As if it is “racist” to stand up for human decency and the civilization that is menaced by the Islamic jihadists.
From Newsday (thanks to James):
NEW YORK – Supporters of an Arabic-themed academy are calling for the reinstatement of the public school’s founding principal, who resigned amid a frenzy of negative publicity after she defended the word “intifada” on T-shirts.
About 200 people demonstrated in support of the Khalil Gibran International Academy on Monday night, gathering in front of the city’s Department of Education.
They carried signs that read “NYC needs multi-cultural education” and “The Torah and the Koran both teach peace.” Many were Muslims themselves, while others were Jewish.
They shared outrage over the political flaying that led Deborah Almontaser, the founding principal, to resign earlier this month.
“I thought this was not just an attack on her as an Arab, as a Muslim, but this was an attack on our community as a whole,” said Sara Said Alkhulaidi, originally from Yemen, but now living in Brooklyn.
Almonteser had defended the use of the word “intifada,” an Arabic term commonly used to refer to the Palestinian uprising against Israel, by Arab Women Active in Art and Media on T-shirts.

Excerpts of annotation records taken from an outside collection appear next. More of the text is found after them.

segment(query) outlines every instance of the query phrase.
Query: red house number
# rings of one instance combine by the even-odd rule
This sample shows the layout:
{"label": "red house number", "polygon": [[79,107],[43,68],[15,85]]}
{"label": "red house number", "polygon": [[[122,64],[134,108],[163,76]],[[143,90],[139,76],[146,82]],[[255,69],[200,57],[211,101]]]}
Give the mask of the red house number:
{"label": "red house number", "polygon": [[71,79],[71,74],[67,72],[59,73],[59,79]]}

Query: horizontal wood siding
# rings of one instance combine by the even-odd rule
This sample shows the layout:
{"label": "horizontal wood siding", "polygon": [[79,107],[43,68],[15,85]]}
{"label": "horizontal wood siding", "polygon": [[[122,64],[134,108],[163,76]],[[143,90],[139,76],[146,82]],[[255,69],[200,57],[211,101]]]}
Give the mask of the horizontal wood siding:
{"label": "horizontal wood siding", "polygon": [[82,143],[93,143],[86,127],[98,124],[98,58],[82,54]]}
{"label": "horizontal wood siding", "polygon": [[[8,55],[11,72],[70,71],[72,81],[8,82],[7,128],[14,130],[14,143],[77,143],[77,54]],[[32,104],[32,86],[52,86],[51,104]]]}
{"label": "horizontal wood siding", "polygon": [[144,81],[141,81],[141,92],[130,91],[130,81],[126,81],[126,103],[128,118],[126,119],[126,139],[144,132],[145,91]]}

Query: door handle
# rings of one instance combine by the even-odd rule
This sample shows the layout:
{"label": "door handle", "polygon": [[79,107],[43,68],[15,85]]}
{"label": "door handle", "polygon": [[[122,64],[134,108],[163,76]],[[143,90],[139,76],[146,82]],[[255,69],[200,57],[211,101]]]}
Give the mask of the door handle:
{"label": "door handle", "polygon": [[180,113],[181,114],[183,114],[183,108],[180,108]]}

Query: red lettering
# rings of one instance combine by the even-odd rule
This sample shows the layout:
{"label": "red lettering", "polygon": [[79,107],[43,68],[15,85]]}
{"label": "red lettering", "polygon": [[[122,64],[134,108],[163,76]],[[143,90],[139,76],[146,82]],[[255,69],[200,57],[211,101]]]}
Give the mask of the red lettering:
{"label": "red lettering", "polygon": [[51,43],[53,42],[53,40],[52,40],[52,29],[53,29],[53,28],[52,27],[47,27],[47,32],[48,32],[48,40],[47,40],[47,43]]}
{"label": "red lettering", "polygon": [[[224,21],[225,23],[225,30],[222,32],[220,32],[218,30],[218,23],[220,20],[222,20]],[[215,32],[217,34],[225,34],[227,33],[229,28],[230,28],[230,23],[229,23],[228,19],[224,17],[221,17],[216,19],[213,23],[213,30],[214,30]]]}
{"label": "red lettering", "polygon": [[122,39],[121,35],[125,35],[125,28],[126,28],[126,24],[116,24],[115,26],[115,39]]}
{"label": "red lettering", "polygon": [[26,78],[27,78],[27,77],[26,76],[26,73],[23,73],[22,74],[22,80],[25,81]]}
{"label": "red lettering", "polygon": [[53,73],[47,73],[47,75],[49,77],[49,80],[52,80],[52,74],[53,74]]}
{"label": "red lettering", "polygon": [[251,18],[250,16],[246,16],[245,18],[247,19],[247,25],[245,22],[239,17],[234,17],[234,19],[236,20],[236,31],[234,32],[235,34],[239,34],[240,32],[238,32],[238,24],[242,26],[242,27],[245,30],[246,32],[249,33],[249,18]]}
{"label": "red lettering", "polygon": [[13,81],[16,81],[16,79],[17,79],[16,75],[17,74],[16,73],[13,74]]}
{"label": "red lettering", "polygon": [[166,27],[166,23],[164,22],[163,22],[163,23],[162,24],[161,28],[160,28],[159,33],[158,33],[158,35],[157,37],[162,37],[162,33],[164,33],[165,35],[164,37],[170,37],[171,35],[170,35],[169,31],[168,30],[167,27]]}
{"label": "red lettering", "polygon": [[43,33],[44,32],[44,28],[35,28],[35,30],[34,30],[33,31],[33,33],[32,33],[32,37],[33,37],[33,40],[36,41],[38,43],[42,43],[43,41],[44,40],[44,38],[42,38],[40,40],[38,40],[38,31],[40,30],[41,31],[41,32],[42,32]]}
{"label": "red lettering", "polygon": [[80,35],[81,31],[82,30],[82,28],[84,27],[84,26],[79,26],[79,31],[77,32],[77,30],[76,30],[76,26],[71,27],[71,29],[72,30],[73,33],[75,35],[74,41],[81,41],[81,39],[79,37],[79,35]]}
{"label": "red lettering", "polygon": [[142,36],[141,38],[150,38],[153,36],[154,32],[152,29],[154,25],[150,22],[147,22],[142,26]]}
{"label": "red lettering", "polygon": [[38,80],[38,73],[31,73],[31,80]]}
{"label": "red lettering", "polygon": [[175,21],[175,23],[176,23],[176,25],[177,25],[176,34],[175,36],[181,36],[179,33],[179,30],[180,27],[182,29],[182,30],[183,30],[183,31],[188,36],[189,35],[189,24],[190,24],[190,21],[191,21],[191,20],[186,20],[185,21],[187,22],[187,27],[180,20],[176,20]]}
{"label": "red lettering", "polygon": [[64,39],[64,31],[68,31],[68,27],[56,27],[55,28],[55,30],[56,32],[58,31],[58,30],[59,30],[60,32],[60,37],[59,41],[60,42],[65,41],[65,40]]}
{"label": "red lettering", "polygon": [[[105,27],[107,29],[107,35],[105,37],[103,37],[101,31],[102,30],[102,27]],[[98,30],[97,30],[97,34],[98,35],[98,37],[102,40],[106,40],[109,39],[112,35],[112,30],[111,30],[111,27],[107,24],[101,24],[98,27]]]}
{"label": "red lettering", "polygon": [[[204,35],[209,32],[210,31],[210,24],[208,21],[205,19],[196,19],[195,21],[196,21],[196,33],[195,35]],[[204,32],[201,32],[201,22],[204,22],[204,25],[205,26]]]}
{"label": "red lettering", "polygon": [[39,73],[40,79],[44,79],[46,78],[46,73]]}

The term, literally translated, meant “shaking off,” Almonteser said, while asserting that she didn’t think violence was suggested by the T-shirts.
But that response only helped to infuriate critics of the school.
They kept the volume of their rhetoric high on Monday, with critics warning students could be “indoctrinated” with radical Islamic beliefs.
State Assemblyman Dov Hikind said the school’s children could be “indoctrinated” and warned in a statement that “establishment of an Arab school is a misguided and dangerous idea.”
“It will not, as suggested, be a hope for peace; it is a blueprint for anti-Israel and anti-U.S. extremism,” he said, adding that the school has been endorsed by “radical” groups.
Supporters called such statements “racist.”
“Unless we all send a clear message that racist comments associating Arabic language and culture with terrorism will not be tolerated, we will continue to hear them again and again,” the Arab American Anti-Discrimination Committee and other community groups said in a statement in support of the academy.
Sure. And as long as we tolerate the smearing of opposition to jihad mass murder and Islamic supremacism as “racism,” we are going to see the race card again and again.